The rise of the new Know-Nothings

So you think the Great Republican Revolt of 2015 is an uprising of conservatives?

Don't kid yourself.

It's a movement of populists- and to a great extent, as the Trump phenomenon shows, of Know Nothings. Granted, there are security concerns involved in the general revulsion against undocumented immigration from Mexico and refugees from Syria and other countries with large Muslim populations. But it would be absurd not to recognize that there is also the same kind of nativism and prejudice that once led to signs reading "NO IRISH NEED APPLY" and general antipathy against the immigrant ancestors of many of the very people who are backing Donald Trump now.

To a not inconsiderable extent, it's a revolt against conservative and libertarian orthodoxy alike.
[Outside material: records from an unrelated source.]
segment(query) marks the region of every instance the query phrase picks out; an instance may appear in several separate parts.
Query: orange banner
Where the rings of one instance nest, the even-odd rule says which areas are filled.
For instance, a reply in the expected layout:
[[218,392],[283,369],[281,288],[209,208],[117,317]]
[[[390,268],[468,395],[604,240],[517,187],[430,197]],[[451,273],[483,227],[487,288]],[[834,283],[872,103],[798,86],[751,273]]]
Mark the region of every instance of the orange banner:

If anything, it's anti-ideological- which explains how somebody with the checkered past and current ideology of Donald Trump can benefit from it.

This is going to be a rough election for the Right. It's an election that should be the Republican party's to lose. Hillary shouldn't have a chance. But at this point, I have a strong hunch that the Great Republican Revolt of 2015 will ultimately benefit Hillary Clinton and nobody else.

It's effectively removed policy from the campaign. Which is how somebody like Trump- who literally changes the subject every time anybody asks for policy specifics and admits to getting his foreign policy and defense policy advice from TV programs- can be dominating the race for an office for which he has not the slightest qualifications and about whose concerns he has not the vaguest clue.